Muon Track Reconstruction in the ATLAS Experiment

he Muon Spectrometer for the Atlas experiment at the LHC is designed to identify muons with transverse momentum greater than 3 GeV/c and measure muon momenta with high precision up to the highest momenta expected at the LHC. The 50-micron sagitta resolution translates into a transverse momentum resolution of 10% for muon transverse momenta of 1 TeV/c. Precise tracking is provided by Monitored Drift Tubes at central and forward rapidities and by Cathode Strip Chambers at very forward rapidities. Dedicated alignment systems are a critical component of the design to attain such precision.
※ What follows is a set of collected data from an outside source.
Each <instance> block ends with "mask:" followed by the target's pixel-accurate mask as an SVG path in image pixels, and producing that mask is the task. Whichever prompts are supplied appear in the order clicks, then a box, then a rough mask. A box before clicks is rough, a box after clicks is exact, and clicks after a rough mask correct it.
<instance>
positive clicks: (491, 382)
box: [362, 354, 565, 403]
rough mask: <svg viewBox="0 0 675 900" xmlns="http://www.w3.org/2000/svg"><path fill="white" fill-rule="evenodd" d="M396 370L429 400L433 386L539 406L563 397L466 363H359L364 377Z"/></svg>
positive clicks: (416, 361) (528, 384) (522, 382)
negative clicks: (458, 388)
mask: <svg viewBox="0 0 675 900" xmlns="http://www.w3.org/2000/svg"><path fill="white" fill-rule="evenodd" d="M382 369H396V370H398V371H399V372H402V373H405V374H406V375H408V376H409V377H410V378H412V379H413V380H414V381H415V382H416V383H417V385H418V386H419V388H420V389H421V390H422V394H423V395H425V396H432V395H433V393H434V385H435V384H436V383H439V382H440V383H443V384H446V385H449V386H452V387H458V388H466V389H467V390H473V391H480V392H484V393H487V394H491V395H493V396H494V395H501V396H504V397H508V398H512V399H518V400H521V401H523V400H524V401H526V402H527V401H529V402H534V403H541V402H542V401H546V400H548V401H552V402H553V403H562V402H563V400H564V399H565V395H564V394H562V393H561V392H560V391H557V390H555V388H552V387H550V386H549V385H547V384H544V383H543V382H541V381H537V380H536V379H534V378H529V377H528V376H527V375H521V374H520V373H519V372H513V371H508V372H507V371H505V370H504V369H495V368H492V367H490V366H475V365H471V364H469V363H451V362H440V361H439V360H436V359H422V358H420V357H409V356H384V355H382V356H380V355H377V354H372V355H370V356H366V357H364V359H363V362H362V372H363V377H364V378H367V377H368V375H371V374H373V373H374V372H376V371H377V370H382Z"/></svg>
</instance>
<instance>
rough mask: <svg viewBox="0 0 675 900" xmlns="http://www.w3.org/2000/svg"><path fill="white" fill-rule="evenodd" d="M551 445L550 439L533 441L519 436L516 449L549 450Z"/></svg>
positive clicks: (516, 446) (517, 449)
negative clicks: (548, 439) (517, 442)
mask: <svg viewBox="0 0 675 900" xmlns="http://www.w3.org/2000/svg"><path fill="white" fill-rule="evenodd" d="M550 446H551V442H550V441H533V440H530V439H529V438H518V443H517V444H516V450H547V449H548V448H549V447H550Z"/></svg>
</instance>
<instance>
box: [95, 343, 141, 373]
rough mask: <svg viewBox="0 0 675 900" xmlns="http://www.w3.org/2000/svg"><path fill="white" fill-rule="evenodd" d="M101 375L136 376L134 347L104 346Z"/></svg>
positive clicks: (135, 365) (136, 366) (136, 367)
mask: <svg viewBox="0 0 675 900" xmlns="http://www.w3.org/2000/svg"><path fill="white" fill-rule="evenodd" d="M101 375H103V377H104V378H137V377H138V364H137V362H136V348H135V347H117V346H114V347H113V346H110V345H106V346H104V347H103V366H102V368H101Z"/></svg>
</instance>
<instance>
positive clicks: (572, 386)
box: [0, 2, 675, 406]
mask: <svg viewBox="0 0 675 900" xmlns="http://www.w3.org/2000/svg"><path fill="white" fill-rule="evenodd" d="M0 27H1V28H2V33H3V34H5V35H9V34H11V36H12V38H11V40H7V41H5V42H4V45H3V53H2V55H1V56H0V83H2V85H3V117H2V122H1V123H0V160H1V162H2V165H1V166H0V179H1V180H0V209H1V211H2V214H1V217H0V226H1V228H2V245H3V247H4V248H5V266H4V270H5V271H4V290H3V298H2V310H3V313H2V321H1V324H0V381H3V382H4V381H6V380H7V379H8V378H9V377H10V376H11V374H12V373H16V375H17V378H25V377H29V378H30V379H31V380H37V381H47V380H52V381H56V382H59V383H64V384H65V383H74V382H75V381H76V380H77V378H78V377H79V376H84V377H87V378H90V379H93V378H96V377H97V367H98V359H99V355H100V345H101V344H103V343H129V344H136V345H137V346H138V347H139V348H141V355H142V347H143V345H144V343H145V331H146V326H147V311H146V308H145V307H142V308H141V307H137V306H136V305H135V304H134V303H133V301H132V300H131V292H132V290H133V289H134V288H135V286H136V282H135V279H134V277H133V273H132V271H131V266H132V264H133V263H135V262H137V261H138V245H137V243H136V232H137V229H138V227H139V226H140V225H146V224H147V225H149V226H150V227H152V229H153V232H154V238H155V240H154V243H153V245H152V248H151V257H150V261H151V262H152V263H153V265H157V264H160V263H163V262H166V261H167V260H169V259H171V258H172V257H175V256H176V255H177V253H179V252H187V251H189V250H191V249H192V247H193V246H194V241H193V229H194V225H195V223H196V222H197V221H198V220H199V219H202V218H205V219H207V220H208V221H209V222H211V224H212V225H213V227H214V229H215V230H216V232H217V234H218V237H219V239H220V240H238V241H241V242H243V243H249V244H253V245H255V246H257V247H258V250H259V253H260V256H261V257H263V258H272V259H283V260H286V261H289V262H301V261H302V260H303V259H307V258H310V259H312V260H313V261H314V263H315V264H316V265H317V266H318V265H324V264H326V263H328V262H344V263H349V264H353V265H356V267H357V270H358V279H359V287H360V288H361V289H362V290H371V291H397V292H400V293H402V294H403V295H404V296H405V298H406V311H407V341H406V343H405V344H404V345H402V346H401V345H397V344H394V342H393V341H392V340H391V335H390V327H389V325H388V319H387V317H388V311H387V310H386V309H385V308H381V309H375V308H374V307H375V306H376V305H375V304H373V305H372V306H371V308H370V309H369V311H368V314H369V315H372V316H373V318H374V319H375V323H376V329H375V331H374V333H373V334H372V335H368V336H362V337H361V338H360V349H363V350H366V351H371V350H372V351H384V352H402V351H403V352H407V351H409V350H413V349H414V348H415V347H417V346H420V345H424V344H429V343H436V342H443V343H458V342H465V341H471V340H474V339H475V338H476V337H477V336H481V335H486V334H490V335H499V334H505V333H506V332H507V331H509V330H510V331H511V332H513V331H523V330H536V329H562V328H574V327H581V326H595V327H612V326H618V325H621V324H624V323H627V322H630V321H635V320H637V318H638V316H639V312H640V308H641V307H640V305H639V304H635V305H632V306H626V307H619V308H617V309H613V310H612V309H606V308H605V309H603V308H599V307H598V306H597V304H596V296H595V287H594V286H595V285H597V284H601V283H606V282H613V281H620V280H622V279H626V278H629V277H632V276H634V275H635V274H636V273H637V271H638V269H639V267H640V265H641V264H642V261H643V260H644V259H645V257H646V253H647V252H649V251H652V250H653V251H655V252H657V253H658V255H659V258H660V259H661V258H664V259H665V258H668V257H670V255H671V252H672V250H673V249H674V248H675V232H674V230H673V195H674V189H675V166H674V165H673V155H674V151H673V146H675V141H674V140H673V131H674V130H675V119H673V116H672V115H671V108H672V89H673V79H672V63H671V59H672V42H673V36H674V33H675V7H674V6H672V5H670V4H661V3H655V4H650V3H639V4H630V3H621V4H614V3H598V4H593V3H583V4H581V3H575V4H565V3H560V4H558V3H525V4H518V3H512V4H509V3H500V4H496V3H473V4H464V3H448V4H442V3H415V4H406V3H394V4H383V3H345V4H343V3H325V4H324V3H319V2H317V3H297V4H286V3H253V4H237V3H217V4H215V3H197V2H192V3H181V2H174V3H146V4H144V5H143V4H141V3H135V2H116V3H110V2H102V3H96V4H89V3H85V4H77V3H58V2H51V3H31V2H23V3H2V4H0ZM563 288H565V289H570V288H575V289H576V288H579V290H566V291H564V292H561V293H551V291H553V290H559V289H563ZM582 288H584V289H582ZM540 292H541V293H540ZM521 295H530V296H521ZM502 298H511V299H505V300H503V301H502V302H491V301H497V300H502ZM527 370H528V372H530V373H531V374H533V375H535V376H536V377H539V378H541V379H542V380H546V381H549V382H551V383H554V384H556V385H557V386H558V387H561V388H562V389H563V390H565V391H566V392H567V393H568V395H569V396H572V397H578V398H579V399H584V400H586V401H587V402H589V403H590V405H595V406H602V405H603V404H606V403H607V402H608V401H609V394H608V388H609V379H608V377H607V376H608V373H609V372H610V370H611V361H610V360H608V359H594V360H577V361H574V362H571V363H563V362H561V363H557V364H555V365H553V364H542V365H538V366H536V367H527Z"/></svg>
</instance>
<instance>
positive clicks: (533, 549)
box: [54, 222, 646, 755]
Final muon tracks are obtained by combining tracks from the Muon Spectrometer and the Inner Detector. We review the recent changes to the design of the muon reconstruction software and discuss new pattern recognition approaches developed to fully exploit the capabilities of the ATLAS detector. Track fitting and the handling of the inert material are also presented. The pattern recognition algorithms are required to be fast and efficient for use in the high-level trigger, and they have been designed to take advantage of the characteristics of the signals from the different detector technologies. Finally, we present the latest muon reconstruction performance results based on detailed studies with realistic Monte Carlo simulation, including the impact of anticipated background in the ATLAS detector and of misalignments.